Phospholipase region of Mycobacterium tuberculosis is a preferential locus for IS6110 transposition.

Research paper by L L Vera-Cabrera, M A MA Hernández-Vera, O O Welsh, W M WM Johnson, J J Castro-Garza

Indexed on: 28 Sep '01Published on: 28 Sep '01Published in: Journal of clinical microbiology



Abstract

Enzymes with phospholipase C activity in Mycobacterium tuberculosis have been recently described. The three genes encoding these proteins, plcA, plcB, and plcC, are located at position 2351 of the genomic map of M. tuberculosis H37Rv and are arranged in tandem. We have previously described the presence of variations in the restriction fragment length polymorphism patterns of the plcA and plcB genes in M. tuberculosis clinical isolates. In the present work we investigated the origin of this polymorphism by sequence analysis of the phospholipase-encoding regions of 11 polymorphic M. tuberculosis clinical isolates.
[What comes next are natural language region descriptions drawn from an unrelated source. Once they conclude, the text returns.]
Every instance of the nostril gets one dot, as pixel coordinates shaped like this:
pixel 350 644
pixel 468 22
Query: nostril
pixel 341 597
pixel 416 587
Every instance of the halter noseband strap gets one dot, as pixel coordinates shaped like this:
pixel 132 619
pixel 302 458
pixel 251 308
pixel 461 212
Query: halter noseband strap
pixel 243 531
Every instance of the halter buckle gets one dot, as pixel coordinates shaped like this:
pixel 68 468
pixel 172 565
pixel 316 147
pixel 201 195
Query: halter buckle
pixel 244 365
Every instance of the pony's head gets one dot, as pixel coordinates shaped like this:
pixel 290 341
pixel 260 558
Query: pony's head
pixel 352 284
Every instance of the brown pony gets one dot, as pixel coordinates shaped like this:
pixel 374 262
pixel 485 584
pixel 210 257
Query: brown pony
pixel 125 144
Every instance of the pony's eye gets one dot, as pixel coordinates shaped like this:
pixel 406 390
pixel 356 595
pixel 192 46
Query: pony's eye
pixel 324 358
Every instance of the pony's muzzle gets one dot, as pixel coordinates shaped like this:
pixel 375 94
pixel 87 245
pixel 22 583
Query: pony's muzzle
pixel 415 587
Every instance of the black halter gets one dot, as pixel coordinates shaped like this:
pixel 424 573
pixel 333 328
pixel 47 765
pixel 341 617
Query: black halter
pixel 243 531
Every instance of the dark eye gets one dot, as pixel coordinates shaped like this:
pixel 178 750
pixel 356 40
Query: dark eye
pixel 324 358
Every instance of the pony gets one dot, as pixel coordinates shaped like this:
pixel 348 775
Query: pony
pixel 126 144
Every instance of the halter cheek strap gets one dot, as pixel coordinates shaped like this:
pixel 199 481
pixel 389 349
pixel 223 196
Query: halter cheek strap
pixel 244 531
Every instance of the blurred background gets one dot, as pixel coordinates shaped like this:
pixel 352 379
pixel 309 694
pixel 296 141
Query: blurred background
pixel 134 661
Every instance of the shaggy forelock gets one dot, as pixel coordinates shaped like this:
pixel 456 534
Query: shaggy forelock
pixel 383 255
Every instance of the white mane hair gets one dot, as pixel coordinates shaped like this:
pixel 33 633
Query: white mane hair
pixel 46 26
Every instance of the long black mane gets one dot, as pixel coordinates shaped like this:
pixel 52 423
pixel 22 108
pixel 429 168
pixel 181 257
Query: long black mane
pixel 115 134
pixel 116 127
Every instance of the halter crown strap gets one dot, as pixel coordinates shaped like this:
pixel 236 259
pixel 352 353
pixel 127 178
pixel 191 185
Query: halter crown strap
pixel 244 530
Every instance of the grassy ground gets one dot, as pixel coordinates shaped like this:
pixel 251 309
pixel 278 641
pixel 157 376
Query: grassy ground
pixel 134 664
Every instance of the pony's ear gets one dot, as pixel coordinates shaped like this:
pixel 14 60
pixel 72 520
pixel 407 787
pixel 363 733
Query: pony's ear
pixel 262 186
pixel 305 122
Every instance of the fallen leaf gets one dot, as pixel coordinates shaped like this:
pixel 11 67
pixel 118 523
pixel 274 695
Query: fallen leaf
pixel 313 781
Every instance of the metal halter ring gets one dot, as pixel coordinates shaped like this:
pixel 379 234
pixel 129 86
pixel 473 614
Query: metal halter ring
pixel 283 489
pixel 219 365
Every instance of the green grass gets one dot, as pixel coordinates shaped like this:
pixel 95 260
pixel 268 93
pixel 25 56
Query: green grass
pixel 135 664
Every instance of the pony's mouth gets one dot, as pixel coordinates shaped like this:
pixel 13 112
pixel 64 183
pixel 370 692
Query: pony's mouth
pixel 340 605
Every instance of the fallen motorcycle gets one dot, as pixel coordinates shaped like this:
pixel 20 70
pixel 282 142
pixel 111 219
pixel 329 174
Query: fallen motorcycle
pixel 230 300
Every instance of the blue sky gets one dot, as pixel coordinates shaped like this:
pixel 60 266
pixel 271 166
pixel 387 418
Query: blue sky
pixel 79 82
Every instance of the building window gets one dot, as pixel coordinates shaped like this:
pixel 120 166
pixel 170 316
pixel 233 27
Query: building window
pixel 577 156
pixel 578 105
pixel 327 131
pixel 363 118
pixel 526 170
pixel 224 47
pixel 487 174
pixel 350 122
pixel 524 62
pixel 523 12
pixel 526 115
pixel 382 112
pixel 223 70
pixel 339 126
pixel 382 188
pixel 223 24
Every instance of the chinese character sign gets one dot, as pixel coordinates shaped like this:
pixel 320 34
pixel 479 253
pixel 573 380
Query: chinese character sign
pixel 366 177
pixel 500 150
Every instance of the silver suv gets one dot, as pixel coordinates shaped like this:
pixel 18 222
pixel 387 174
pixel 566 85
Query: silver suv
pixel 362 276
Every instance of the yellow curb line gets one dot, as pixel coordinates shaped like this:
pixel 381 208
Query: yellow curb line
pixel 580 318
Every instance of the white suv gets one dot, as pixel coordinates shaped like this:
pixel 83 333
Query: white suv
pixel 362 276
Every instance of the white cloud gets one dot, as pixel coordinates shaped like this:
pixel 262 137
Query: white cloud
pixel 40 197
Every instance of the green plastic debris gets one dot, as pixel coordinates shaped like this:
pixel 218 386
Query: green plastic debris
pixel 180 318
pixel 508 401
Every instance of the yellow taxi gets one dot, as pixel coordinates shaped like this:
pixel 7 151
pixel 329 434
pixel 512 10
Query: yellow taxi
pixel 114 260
To do so, a long-PCR assay was used to amplify a 5,131-bp fragment that contains the plcA and plcB genes and part of the plcC gene. In the M. tuberculosis strains studied the production of an amplicon approximately 1,400 bp larger than anticipated was observed. Sequence analysis of the PCR products indicated the presence of a foreign sequence that corresponded to an IS6110 element. We observed insertion elements in the plcA, plcB, and plcC genes. One site in plcB had the highest incidence of transposition (5 out of 11 strains). In two strains the insertion element was found in plcA in the same nucleotide position. In all the cases, IS6110 was transposed in the same direction. The high level of transposition in the phospholipase region can lead to the excision of fragments of genomic DNA by recombination of neighboring IS6110 elements, as demonstrated by finding the deletion, in two strains, of a 2,837-bp fragment that included plcA and most of plcB. This can explain the negative results obtained by some authors when detecting the mtp40 sequence (plcA) by PCR. Given the high polymorphism in this region, the use of the mtp40 sequence as a genetic marker for M. tuberculosis sensu stricto is very restricted.